Nothing of what you write here matches my experience with AI.
Specification is worth writing (and spending a lot more time on than implementation) because it's the part that you can still control, fully read, understand etc. Once it gets into the code, reviewing it will be a lot harder, and if you insist on reviewing everything it'll slow things down to your speed.
> If the cost of writing code is approaching zero, there's no point investing resources to perfect a system in one shot.
THe AI won't get the perfect system in one shot, far from it! And especially not from sloppy initial requirements that leave a lot of edge (or not-so-edge) cases unadressed. But if you have a good requirement to start with, you have a chance to correct the AI, keep it on track; you have something to go back to and ask other AI, "is this implementation conforming to the spec or did it miss things?"
> five different versions of the thing you're building and simply pick the best one.

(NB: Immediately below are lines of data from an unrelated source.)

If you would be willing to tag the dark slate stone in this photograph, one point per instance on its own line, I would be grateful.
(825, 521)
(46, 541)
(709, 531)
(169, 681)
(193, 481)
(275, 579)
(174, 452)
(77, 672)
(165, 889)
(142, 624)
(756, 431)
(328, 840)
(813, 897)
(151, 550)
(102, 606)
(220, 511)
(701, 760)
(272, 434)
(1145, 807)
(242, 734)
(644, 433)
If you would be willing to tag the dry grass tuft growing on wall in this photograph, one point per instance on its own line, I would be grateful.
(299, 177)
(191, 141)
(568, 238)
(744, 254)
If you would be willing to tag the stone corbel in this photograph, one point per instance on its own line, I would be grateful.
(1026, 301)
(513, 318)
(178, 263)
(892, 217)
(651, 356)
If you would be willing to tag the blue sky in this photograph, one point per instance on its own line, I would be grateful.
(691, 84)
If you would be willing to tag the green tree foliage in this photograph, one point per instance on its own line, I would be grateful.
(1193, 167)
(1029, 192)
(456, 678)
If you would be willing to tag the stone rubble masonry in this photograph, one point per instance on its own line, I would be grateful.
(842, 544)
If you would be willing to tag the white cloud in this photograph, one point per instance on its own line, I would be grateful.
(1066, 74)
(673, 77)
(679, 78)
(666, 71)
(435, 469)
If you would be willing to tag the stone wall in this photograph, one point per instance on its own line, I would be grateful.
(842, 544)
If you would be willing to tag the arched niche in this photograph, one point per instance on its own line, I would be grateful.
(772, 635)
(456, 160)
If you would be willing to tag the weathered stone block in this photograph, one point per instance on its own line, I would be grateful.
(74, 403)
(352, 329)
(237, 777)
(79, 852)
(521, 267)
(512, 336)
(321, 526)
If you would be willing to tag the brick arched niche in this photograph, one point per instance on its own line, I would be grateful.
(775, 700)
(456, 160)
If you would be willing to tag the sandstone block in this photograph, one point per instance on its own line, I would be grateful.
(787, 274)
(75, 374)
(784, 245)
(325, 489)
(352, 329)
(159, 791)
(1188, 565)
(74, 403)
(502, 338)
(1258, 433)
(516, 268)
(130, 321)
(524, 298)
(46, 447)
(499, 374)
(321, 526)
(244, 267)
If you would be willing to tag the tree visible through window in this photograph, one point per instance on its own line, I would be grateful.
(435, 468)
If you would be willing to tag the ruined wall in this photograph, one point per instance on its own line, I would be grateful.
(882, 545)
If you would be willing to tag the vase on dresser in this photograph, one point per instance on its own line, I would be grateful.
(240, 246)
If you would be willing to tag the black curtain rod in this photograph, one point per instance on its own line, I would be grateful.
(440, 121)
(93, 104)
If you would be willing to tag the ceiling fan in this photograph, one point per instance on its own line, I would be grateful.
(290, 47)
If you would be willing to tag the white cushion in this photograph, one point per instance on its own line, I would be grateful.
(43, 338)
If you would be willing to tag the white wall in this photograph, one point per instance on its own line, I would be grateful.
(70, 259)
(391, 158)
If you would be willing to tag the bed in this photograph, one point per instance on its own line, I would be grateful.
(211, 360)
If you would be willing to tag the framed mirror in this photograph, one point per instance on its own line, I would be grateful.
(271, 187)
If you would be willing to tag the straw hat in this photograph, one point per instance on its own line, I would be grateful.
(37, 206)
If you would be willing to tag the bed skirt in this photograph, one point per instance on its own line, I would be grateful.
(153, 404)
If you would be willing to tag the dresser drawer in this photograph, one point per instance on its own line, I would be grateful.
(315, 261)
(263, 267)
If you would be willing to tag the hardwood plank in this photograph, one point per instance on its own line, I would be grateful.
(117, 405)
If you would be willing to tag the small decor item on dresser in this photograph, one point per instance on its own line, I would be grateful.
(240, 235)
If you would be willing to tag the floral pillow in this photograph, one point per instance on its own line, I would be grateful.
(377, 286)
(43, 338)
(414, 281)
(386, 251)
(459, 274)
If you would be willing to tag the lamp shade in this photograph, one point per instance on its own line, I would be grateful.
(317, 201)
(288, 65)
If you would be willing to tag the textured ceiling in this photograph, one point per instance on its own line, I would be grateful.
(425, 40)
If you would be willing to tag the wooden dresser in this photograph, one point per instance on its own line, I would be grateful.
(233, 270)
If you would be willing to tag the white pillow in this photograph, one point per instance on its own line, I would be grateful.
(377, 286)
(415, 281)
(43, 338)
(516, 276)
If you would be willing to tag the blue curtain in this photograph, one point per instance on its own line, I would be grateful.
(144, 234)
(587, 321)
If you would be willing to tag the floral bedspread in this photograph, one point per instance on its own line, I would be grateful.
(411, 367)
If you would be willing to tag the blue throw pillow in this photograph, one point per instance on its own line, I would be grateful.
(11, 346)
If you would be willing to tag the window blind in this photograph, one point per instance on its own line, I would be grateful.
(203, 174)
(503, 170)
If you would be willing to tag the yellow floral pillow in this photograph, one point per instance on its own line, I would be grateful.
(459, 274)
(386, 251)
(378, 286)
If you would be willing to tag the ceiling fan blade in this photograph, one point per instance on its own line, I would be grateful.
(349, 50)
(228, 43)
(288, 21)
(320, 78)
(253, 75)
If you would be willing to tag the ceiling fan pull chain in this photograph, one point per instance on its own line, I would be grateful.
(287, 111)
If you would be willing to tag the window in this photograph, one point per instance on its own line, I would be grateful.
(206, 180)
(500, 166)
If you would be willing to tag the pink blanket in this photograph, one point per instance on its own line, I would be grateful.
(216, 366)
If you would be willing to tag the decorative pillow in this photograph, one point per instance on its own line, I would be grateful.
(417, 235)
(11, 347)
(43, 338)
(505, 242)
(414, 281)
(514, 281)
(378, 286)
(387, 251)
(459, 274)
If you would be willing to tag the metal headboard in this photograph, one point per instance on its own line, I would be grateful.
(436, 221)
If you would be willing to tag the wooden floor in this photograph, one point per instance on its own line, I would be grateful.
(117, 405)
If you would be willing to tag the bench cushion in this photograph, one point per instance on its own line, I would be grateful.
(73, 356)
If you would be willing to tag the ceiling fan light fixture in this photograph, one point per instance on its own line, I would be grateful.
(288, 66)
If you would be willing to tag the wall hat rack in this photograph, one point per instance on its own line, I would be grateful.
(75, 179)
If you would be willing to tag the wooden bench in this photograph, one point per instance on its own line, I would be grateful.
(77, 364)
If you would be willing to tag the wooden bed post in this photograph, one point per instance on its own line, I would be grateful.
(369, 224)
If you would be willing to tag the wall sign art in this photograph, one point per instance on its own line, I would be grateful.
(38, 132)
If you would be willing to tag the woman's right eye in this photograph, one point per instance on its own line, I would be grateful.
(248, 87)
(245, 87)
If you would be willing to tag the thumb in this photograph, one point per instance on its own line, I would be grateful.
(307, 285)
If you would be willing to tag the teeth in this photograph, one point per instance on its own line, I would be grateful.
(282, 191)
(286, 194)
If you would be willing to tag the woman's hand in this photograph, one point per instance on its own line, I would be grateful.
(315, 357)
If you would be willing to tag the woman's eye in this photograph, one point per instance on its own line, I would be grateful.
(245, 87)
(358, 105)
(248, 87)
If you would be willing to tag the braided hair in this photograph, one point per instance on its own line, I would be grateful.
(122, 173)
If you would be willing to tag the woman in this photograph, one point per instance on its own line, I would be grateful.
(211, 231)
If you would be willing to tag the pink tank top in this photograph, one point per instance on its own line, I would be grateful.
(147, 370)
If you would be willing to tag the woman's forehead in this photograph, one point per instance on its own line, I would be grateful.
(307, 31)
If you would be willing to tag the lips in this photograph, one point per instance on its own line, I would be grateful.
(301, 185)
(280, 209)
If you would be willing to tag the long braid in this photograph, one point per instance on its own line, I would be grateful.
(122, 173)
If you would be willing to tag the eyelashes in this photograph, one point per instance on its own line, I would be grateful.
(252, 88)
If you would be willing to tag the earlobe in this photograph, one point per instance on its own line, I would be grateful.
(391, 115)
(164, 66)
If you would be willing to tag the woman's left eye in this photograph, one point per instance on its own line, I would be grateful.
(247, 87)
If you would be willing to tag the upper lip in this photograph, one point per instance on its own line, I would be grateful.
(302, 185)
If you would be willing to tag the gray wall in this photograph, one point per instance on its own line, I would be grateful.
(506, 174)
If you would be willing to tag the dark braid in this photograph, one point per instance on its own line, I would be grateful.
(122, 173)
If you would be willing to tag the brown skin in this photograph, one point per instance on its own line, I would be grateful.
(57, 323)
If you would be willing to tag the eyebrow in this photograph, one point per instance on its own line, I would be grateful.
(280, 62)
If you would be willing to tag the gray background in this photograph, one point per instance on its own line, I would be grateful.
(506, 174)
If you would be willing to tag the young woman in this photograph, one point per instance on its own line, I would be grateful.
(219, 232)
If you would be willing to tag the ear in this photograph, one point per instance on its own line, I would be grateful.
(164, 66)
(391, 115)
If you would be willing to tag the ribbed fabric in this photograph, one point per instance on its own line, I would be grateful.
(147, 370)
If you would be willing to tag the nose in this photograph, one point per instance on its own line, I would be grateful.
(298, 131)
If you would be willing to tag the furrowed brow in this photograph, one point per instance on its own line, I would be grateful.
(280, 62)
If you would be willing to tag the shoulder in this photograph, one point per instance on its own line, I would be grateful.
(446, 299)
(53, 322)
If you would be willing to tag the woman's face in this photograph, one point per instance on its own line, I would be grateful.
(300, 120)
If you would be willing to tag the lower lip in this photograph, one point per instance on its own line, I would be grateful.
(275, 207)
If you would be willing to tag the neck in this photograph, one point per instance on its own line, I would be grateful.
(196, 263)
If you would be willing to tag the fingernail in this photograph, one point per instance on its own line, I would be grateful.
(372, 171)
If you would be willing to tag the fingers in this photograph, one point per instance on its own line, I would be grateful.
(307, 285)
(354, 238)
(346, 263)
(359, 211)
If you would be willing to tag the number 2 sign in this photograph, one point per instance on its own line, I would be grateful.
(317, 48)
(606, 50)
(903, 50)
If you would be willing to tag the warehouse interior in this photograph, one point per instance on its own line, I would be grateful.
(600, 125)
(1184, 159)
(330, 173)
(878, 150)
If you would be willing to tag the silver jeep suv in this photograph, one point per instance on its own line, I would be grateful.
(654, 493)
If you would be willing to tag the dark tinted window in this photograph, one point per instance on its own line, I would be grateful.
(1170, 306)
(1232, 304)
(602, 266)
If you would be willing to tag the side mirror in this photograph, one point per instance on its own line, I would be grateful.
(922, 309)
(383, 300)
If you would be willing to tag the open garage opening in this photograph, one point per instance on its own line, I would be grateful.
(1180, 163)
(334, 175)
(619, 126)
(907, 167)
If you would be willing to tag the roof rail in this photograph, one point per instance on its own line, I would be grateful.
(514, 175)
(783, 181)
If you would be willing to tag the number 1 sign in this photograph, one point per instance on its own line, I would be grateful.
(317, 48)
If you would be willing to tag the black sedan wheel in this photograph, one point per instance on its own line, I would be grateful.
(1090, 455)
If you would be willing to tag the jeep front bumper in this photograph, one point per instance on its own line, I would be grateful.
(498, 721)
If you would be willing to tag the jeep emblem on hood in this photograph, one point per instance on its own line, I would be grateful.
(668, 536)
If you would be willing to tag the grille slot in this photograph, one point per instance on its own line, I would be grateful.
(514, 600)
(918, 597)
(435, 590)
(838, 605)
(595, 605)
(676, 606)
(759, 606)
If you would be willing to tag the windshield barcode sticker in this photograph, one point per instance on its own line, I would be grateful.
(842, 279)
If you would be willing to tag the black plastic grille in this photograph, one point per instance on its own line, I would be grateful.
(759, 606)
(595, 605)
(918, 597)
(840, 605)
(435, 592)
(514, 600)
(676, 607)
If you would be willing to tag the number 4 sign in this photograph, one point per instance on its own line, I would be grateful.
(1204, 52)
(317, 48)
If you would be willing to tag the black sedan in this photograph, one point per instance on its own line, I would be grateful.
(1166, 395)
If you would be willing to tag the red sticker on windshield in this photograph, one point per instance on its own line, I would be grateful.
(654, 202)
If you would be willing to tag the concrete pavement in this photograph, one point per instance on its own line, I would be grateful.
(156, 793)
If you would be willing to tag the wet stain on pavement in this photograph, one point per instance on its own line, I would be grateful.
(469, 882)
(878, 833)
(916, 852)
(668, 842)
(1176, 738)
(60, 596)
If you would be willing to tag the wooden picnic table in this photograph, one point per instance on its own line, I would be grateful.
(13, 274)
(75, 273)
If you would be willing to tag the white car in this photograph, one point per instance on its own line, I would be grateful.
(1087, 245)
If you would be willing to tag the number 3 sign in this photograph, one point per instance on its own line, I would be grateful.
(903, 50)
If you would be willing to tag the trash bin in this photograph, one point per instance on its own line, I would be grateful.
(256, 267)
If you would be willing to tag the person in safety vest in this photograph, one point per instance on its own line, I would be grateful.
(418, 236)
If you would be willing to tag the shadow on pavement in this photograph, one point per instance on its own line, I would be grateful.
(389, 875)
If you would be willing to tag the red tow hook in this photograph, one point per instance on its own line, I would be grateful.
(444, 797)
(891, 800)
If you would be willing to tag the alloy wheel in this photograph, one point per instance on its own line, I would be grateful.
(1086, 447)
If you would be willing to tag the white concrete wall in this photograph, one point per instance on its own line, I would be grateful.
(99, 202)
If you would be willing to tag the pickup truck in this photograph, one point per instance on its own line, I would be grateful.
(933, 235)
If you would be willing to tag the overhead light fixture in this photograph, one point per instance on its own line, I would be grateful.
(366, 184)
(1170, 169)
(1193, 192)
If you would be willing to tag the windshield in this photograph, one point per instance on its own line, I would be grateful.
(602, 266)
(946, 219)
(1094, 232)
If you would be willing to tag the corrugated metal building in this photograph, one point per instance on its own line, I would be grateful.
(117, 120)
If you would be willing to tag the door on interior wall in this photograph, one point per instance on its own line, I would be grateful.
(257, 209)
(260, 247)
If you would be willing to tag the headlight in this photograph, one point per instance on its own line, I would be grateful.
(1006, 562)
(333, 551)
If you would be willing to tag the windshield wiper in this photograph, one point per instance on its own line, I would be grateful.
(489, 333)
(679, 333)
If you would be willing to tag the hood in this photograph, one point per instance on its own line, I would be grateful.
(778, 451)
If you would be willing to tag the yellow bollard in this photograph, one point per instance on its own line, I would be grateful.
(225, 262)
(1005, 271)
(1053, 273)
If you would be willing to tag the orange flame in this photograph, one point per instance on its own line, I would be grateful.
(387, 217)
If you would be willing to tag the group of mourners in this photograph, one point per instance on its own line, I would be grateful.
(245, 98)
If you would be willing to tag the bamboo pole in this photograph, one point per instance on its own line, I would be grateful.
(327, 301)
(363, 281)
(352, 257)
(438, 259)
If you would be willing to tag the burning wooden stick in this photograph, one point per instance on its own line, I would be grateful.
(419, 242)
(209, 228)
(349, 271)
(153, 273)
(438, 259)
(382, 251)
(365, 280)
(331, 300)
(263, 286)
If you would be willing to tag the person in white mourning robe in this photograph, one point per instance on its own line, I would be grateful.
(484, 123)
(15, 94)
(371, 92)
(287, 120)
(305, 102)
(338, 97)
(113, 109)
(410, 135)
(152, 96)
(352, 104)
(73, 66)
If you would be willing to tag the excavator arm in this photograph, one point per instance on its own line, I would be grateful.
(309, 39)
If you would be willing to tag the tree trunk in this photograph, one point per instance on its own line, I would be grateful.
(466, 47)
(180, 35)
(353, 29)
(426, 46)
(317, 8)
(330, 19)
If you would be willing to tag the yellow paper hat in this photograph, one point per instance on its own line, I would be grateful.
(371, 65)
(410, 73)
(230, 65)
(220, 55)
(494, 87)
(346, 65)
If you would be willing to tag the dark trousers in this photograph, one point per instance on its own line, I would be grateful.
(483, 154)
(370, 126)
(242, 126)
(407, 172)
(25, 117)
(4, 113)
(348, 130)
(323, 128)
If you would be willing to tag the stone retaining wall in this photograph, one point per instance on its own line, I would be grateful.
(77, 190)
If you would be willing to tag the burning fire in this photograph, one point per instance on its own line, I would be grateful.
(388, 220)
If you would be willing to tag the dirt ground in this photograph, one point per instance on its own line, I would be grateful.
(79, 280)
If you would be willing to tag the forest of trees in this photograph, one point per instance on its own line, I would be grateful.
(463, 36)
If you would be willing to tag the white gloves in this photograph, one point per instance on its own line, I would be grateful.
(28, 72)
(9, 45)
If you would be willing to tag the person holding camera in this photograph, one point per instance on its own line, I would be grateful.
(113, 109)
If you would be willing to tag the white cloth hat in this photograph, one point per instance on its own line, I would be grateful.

Problem is, what if the best one is still not good enough? Then what? You do 50? They might all be bad. You need a way to iterate to convergence
This. Waterfall never worked for a reason. Humans and agents both need to develop a first draft, then re-evaluate with the lessons learned and the structure that has evolved. It’s very very time consuming to plan a complex, working system up front. NASA has done it, for the moon landing. But we don’t have those resources, so we plan, build, evaluate, and repeat.